Ge Healthcare’s RCM IT solution begins with their flagship solution, Centricity™ Business, which enables health systems to manage both ambulatory and hospital RCM all on one RCM platform and can be combined with a range of other value-added financial solutions. GE Healthcare takes payer connectivity to the next level by offering Centricity EDI (Electronic Data Interchange) Services to optimize billing process, DenialsIQ™ to reduce the costly impact of denied claims, and Centricity Payer Connect to ensure that customers can monitor, benchmark, and respond to gaps in care in real time and prevent revenue leakage.

GE Healthcare’s financial management solution portfolio spcifically improves the following:

  • Payment experience for patients: Patient-portal connectivity (incumbent or external portal) provides effective scheduling and built-in payment modules for informed financial decision-making.
  • Value-based payment model adoption and care management for providers and payer-providers: For healthcare organizations engaged in risk-based contracts and value-based reimbursement ranging from shared savings to global capitation, GE Healthcare provides highly scalable solutions that streamline management of administrative costs, utilization, and care coordination of patient populations.
  • Cost management for all: The company’s point-of-service toolkits can estimate patient liability and propensity to pay, thereby preventing loss of revenue.
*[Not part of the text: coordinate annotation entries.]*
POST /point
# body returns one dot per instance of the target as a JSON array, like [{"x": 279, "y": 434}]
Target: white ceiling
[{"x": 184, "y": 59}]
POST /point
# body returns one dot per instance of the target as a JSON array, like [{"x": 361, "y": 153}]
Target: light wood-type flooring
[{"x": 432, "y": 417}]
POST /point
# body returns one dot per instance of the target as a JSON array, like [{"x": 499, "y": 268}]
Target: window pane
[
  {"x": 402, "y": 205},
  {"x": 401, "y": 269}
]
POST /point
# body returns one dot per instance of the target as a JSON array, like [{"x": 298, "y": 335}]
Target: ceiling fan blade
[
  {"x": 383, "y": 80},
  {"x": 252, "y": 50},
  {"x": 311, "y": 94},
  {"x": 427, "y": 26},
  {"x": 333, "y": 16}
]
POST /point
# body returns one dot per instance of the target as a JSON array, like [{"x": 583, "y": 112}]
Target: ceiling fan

Additionally, with the help of EDI and DenialsIQ, patient eligibility assessment is digitized, claim errors are auto-highlighted, and denials are managed with predictive analytics.

“GE Healthcare enables its customers to achieve tangible financial outcomes that are better than the industry standards,” said Chatterjee. “For example, GE Healthcare’s top 20 ambulatory customers’ average number of A/R days is at least 10% lower than average. This is achieved through its efficiency in A/R management, using a persistent approach to optimizing patient access processes, streamlining billing workflows, pre-adjudicating claims, and automating financial reporting around claim denials’ root-cause analysis and regulatory adherence.”

GE Healthcare has been successful in driving a consolidated, value-based care approach for its customers. The company has demonstrated its proven expertise in streamlining costs and optimizing collections through an impressive portfolio of IT solutions combined with optimization services that ensure greater financial performance. For these reasons, GE Healthcare has earned Frost & Sullivan’s 2017 North America Enabling Technology Leadership Award.